Russell Bannock DSO DFC* 1919-
Russell Bannock, born in Edmonton in 1919, had worked as a commercial pilot before the Second World War even got started.
After entering the Royal Canadian Air Force, he received his wings in 1940 and was appointed flight commander. Bannock was an instructor at Trenton, Ontario before he began flying for the Royal Air Force Ferry Command in June 1942.This posting ended in August.
In September, Bannock became a chief instructor at the Flying Instructor School at Arnprior, Ontario. Bannock then formally requested to go overseas and his request was granted in 1944 when he was transferred to Number 60 Operational Training Unit based in Ercall, Shropshire, England.
Once Bannock’s operational training was complete, he was transferred to 418 Squadron of the Royal Canadian Air Force (RCAF) flying intruder missions over Europe in the Mosquito. He quickly achieved his first victories and was promoted to the rank of flight commander. Soon he was promoted again to wing commander, and in October 1944, took full command of 418 Squadron.

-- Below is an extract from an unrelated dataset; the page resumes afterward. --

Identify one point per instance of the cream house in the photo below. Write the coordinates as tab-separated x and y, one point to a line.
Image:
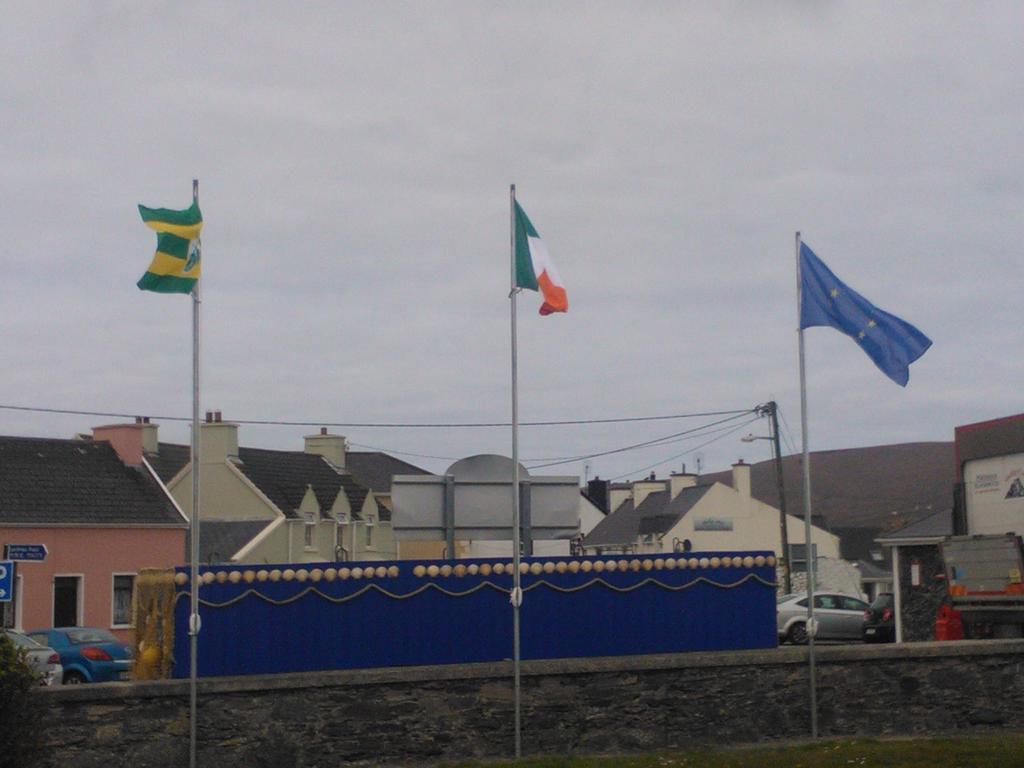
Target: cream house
679	514
261	506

Bannock was primarily responsible for shooting down German V-1 "flying bombs" that were causing havoc in London and southern England. On one mission alone he shot down four V-1s in one hour. Another of his talents was carrying out intruder missions against enemy airfields, for which he was awarded a Distinguished Flying Cross (DFC). A bar for his DFC was added for his effective missions against the V-1s.
Bannock was transferred to 406 Squadron in November 1944 as the commanding officer, and was awarded the Distinguished Service Order (DSO) as an outstanding leader.
By April 1945, Bannock was given the title, "The Saviour of London," for destroying 11 enemy aircraft and 19 and one-half V-1 "flying bombs." He was also acknowledged as the RCAF’s top night fighter during WWII.
Bannock later became the director of operations, RCAF Overseas Headquarters, in London in May 1945. He remained in this position until September 1945 when he attended the Royal Air Force Staff College.
Retiring from the air force in 1946, he accepted a position at de Havilland Aircraft Company as chief test pilot and operations manager. He was the first to fly prototypes of aircraft like the Beaver and other short take-off and landing aircraft. In 1950, Bannock took the position of director of military sales, and later became vice president. He remained with de Havilland until 1968 when he established his own consulting business, Bannock Aerospace Ltd.
In 1956, Bannock was appointed an associate fellow of the Canadian Aeronautical Institute. He was chairman of the Canadian Aerospace Industries Association’s Export Committee from 1964 to 1968, and was its director from 1976 to 1977.
Bannock also held the positions of president of the Canadian Fighter Pilots Association, the director of the Canadian Industrial Preparedness Association, and the Canadian Exporters Association. He was known as the second highest scoring Canadian fighter pilot of the Second World War.